純粋な欲望というのは自らの成長となる学びを得たい、そしてそのための修練をしたいという欲求であり、言い替えればそれらは魂と波動を高める欲求です。そしてカルマ・ヨーガの理念は、しなければならない行為に完全に身を捧げることとされていて、これはつまり行為(仕事や課題)を適当にするというのとは全く違います。

一般的な人とカルマ・ヨーギーとのの違いは、前者は良い結果(成功)にたいし大喜びし、うまくいかなければ(失敗)落ち込みますが、カルマ・ヨーギーはそういった結果の影響を全く受けません。

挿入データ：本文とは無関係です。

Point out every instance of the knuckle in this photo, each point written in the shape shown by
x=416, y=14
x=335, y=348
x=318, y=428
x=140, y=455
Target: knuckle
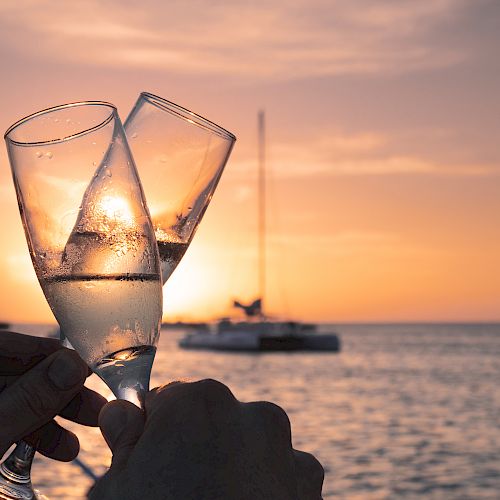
x=32, y=401
x=310, y=465
x=211, y=389
x=275, y=414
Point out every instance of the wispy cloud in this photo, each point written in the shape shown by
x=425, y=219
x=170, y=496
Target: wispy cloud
x=258, y=40
x=338, y=153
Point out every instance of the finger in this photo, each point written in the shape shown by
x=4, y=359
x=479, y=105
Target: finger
x=274, y=422
x=55, y=442
x=40, y=394
x=84, y=408
x=215, y=396
x=122, y=424
x=310, y=475
x=19, y=353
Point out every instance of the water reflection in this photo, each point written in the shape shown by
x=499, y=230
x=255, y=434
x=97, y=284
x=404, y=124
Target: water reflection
x=402, y=412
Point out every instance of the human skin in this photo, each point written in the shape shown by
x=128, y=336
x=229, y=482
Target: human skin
x=40, y=379
x=197, y=441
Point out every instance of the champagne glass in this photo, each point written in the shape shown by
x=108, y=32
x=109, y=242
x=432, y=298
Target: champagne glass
x=92, y=245
x=180, y=156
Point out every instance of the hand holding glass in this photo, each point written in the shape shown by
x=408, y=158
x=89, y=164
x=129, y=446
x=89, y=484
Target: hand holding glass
x=90, y=238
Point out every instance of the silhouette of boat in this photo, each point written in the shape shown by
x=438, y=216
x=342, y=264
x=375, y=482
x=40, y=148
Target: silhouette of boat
x=259, y=333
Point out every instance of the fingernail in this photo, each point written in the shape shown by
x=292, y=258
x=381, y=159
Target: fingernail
x=65, y=371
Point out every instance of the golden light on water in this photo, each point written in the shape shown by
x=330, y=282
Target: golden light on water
x=382, y=151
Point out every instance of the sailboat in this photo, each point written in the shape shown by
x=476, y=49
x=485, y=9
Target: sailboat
x=258, y=332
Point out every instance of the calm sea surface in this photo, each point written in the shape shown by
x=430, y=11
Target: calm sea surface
x=404, y=411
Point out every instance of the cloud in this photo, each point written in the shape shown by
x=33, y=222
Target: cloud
x=338, y=153
x=271, y=40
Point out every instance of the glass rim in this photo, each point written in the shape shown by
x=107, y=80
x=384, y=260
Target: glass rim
x=194, y=118
x=27, y=118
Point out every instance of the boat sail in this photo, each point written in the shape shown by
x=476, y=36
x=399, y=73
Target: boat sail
x=258, y=332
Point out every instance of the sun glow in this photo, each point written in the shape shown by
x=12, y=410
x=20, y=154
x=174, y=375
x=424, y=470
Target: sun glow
x=117, y=209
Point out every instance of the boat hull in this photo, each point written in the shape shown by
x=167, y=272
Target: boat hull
x=249, y=342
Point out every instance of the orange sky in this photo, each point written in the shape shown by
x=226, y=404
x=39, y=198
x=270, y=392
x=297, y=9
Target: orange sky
x=384, y=161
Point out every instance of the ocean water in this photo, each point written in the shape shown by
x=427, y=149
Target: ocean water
x=403, y=411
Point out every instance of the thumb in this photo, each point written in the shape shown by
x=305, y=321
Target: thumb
x=40, y=394
x=122, y=424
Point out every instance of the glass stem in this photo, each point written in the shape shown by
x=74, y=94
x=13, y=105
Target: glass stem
x=17, y=467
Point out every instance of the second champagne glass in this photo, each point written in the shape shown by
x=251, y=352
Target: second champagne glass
x=180, y=156
x=90, y=238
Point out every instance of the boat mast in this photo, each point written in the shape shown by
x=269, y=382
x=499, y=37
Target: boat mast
x=262, y=211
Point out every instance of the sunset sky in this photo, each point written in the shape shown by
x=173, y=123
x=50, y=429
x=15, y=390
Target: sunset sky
x=383, y=128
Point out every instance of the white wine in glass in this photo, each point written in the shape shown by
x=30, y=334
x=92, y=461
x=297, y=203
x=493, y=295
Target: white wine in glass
x=180, y=156
x=91, y=242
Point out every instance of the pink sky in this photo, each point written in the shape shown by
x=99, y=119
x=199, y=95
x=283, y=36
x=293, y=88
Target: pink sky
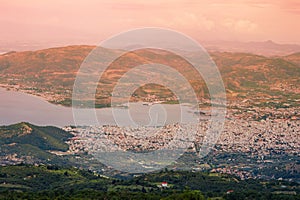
x=91, y=21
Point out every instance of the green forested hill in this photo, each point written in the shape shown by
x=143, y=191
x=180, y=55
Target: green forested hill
x=49, y=182
x=24, y=142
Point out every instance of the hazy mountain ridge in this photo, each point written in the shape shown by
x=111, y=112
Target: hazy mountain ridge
x=51, y=72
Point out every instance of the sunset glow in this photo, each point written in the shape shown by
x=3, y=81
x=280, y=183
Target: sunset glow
x=92, y=21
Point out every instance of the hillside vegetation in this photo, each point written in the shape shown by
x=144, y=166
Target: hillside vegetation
x=51, y=73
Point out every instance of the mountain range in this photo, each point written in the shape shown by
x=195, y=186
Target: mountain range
x=51, y=73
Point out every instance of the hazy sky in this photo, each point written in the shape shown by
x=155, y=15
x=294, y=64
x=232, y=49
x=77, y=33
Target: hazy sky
x=90, y=21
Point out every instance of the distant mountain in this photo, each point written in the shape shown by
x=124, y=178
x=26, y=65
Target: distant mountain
x=266, y=48
x=51, y=73
x=24, y=142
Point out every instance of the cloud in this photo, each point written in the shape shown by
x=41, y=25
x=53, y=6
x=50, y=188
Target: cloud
x=240, y=25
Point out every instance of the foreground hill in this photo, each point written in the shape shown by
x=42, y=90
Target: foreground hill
x=24, y=142
x=51, y=73
x=32, y=182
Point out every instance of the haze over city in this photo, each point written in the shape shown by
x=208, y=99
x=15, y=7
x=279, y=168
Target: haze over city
x=90, y=22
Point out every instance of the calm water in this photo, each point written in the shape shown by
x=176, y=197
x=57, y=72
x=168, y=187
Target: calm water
x=20, y=107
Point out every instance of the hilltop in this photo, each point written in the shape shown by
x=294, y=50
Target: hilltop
x=24, y=142
x=51, y=73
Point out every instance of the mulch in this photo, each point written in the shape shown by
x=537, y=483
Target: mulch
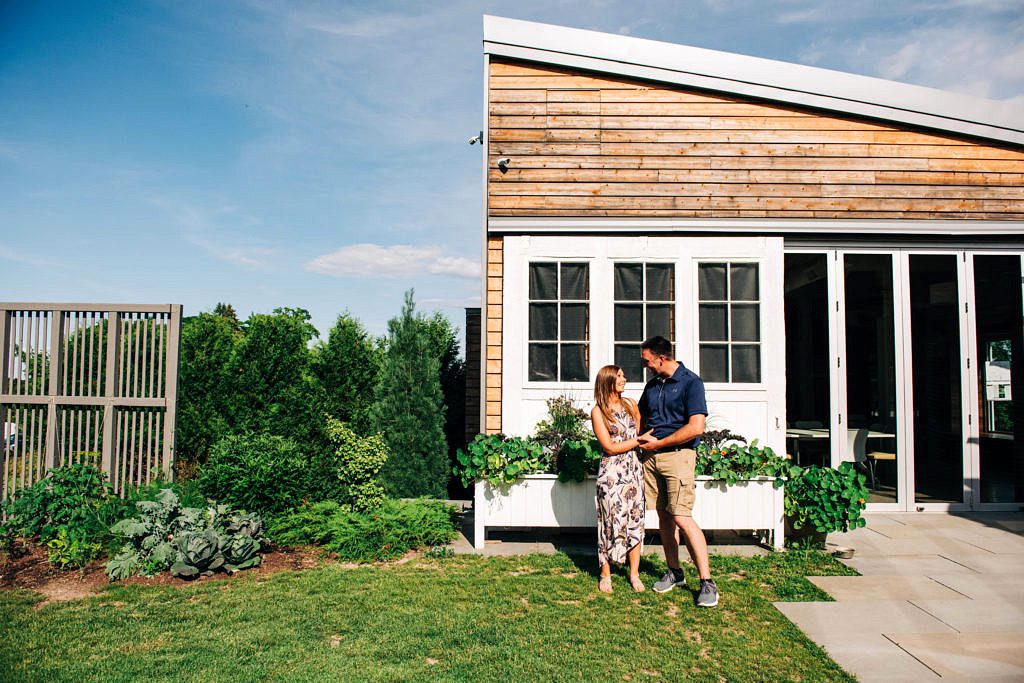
x=33, y=571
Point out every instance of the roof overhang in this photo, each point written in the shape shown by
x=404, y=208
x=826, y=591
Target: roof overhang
x=754, y=77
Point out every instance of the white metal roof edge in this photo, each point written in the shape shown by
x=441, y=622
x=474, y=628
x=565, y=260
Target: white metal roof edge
x=819, y=226
x=768, y=79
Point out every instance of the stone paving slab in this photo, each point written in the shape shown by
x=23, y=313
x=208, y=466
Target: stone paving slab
x=872, y=657
x=844, y=589
x=993, y=614
x=972, y=655
x=907, y=564
x=1001, y=586
x=860, y=617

シュリー・スワミジが「すべてに中庸であることは黄金律なのである」と説いているように、カルマ・ヨーガの目的は、どんな場面においても心を平静に保つことです。それでは私たちの心や精神の安定を乱すものというのはなんでしょうか?

それは、二極に対立する正反対の感情です。つまり成功や失敗、富と貧しさ、好き嫌い、病気と健康、苦痛と快楽。
こういった常に私たちに訪れてくる感情に心を乱し、精神のバランスを崩してしまうのは、対立する感情に心を支配され振り回されているからに他なりません。

有名な科学者や発明家はカルマ・ヨーガ行者の最高の実例である。研究を愛する科学者たちはどのこうな研究結果が得られようとも、幸せなのである。即ち、自分たちが期待した通りのことを発見すれば幸せであるし、期待していないことや自分たちの説や信じていることと正反対の事実を発見しても、幸せなのである。というのも、自分たちの目的は真実を知ることであり、そのことのためには自分が造り上げた説の誤りを証明することもいとわぬからである。

喉元過ぎれば熱さを忘れる、という言葉がありますが、5年前や10年前に私たちの感情を支配し乱していたことに今でも心を支配されているでしょうか?

私たちは大丈夫

時間を経過させることで、起きた物事に対して冷静になることができることを私たちは経験として知っています。つまり自分に起きるどんな問題も時間をおけば問題ではなくなります。そうった経験から得た知恵を心に留め

「私は今、動揺しているな(あるいは有頂天になっている/悲しい/悔しいetc…)、でも大丈夫、すべて乗り越えてきたしこれからも私は大丈夫」と状況を客観視し、感情の真っ只中に入っていかないように心をコントロールします。

問題の内側に入り込み、二極に対立する一時的な感情に支配させてしまうのではなく、目の前で起きていることももたらされる結果を俯瞰し中庸でいる練習を続けることで、感情を超越することができるとカルマ・ヨーガは教えているのではないかと思います。